(Daniel Kostecki – Conotoxia)
On Monday, U.S. Secretary of State Antony Blinken tweeted about sanctioning the Tornado Cash cryptocurrency, which he called a “state-sponsored hacking group, used by the DPRK to launder money.”
The Secretary’s statement went viral due to his bold allegations about the project’s founders. Just a little over an hour later, he deleted the post, replacing it with the more reserved information that Tornado Cash was simply “used by DPRK-linked hacking groups.” Blinken made no reference in the new entry to the one removed an hour earlier.
The posts were related to an ongoing investigation by the Treasury Department’s Office of Foreign Asset Control (OFAC) into money laundering. The token in question was blacklisted, providing the ability to cover up traces of cryptocurrency transfers and thus increase the level of privacy of transactions.
Currently, 40 Ethereum and USDC addresses linked to the project’s activities have been identified. According to the agency, the Tornado Cash solution was used by the Lazarus Group, a DPRK hacking group that moved out $625 million in cryptocurrencies stolen in hacking attacks in recent years.

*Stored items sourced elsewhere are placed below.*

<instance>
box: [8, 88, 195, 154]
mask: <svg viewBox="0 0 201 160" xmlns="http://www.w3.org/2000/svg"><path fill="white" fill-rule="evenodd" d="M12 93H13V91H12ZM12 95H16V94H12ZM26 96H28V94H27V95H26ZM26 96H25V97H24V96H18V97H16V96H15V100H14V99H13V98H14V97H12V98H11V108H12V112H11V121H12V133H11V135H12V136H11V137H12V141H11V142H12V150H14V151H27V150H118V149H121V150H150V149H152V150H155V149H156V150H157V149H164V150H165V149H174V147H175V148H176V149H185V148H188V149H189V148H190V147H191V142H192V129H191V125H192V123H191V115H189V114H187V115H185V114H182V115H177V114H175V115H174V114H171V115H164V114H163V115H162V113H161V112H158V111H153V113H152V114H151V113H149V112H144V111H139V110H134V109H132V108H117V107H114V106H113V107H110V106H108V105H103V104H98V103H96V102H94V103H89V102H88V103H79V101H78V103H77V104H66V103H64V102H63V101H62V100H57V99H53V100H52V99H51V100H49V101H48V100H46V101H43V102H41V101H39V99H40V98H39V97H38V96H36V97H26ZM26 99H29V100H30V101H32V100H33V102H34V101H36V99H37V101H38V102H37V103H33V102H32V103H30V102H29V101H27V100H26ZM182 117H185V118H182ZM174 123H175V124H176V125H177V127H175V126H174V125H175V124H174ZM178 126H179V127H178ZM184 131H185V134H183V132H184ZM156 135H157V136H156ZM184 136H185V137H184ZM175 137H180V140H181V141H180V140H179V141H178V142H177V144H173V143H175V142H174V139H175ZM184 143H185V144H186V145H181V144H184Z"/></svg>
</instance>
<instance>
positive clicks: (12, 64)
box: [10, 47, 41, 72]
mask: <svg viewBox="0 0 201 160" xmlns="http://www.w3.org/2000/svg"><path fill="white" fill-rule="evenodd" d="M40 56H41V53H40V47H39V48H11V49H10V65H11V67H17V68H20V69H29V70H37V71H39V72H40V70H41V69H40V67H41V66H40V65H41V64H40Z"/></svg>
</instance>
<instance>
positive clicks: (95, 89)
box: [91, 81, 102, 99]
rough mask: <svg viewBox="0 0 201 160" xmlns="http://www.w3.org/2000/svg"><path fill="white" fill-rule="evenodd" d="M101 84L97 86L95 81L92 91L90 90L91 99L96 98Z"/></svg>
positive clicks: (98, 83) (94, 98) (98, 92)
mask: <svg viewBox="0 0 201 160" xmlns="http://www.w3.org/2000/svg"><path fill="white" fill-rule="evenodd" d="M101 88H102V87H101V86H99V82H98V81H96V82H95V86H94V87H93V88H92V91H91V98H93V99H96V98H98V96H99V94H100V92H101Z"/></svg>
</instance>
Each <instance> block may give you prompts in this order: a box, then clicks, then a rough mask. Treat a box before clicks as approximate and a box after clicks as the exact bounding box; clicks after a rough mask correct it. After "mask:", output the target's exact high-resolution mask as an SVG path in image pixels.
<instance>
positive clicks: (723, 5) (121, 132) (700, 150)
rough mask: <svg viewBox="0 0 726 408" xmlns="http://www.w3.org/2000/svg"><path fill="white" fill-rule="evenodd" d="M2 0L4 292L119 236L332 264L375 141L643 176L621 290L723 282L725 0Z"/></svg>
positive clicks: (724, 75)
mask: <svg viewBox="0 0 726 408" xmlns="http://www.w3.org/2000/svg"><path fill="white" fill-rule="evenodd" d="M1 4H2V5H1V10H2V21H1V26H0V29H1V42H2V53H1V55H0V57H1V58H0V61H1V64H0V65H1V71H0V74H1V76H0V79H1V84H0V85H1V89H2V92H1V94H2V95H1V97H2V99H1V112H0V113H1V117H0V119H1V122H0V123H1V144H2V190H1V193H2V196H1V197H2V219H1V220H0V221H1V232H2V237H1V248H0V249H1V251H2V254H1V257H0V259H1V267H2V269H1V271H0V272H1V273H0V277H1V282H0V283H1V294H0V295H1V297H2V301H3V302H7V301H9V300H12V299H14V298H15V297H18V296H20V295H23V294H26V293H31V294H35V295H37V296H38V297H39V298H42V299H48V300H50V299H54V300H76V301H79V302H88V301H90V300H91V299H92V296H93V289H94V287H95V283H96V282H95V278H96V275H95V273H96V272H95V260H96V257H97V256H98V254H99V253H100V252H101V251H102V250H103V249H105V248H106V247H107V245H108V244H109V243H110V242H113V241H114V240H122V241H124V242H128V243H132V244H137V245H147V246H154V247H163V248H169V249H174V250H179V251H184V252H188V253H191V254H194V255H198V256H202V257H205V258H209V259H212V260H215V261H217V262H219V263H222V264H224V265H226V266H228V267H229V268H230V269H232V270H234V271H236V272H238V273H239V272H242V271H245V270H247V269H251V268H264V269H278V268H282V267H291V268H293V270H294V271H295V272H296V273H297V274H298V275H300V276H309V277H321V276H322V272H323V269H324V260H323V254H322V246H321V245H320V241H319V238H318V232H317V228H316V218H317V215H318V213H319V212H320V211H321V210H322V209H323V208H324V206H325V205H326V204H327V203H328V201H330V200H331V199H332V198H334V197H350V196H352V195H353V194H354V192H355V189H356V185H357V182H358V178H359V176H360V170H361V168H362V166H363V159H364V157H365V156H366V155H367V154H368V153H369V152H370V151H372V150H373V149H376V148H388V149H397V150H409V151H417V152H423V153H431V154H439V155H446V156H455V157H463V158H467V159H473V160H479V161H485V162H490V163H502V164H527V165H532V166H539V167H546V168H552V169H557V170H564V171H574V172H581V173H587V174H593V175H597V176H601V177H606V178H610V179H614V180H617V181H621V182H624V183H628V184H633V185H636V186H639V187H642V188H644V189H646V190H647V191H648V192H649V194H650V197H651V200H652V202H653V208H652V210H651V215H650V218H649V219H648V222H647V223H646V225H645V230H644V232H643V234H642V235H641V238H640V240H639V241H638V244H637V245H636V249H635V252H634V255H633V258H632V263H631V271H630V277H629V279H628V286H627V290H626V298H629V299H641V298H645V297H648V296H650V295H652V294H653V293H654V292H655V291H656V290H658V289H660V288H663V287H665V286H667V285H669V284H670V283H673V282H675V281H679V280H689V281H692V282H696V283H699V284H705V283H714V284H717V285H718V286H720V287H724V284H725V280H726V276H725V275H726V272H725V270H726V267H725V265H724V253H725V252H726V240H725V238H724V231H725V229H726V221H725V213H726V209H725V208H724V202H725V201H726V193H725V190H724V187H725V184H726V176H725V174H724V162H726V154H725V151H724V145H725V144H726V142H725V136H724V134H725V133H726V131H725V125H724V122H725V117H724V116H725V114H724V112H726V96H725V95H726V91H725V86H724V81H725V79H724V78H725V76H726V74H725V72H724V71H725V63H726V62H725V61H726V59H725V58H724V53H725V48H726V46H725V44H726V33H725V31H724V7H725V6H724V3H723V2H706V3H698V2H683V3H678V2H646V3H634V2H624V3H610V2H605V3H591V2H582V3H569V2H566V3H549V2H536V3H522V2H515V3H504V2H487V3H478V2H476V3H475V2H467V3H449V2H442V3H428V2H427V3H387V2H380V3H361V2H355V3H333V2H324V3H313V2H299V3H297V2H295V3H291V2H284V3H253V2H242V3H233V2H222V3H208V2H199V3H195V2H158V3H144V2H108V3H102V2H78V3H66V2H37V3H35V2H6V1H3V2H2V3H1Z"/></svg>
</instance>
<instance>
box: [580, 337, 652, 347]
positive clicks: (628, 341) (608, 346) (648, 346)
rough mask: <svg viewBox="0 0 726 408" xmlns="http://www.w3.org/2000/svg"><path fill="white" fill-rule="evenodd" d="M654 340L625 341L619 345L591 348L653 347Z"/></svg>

The project has been blacklisted by the US Treasury. This means a complete ban on the use of the token and related addresses by Americans. Blender.io, another project that enhances the privacy of transactions, was also shut off earlier.
“Tornado Cash has been the go-to mixer for cybercriminals looking to launder the proceeds of crime, as well as helping to enable hackers, including those currently under U.S. sanctions, to launder the proceeds of their cybercrimes by covering up the origin and transfer of this illicit virtual currency” – The senior Treasury official said. He then added, “Since its creation back in 2019, Tornado Cash has reportedly laundered more than $7 billion worth of virtual currency,”. Tornado Cash (TORN) has lost nearly 28% in the last 24 hours, according to CoinGecko.
Hackers return funds and recommend more caution for nomad
Less than a month after ignoring warnings from audit firm Quantstamp, an exploit in the Nomad protocol was discovered and used to move out more than $190 million. The entire operation took less than three hours. White hat hackers quickly joined the thieves in an effort to seize as much of the money as possible and protect users’ funds from real criminals.
Within hours of publishing a wallet to which Nomad accepts the return of stolen funds, the white hacking group returned $32.6 million of the stolen $190 million. Most of the funds were denominated in USD Coin (USDC), Tether (USDT) and Frax. Unfortunately, it is still unclear how much money they managed to protect from the stolen 190 million. Nomad expects further returns.
Bitcoin, along with Ethereum, is deteriorating after recent increases. Some tokens are experiencing minimal losses. On the Conotoxia MT5 platform, BTC is losing 1.5%, and ETH is losing 1.9% as of 11:30 GMT+3.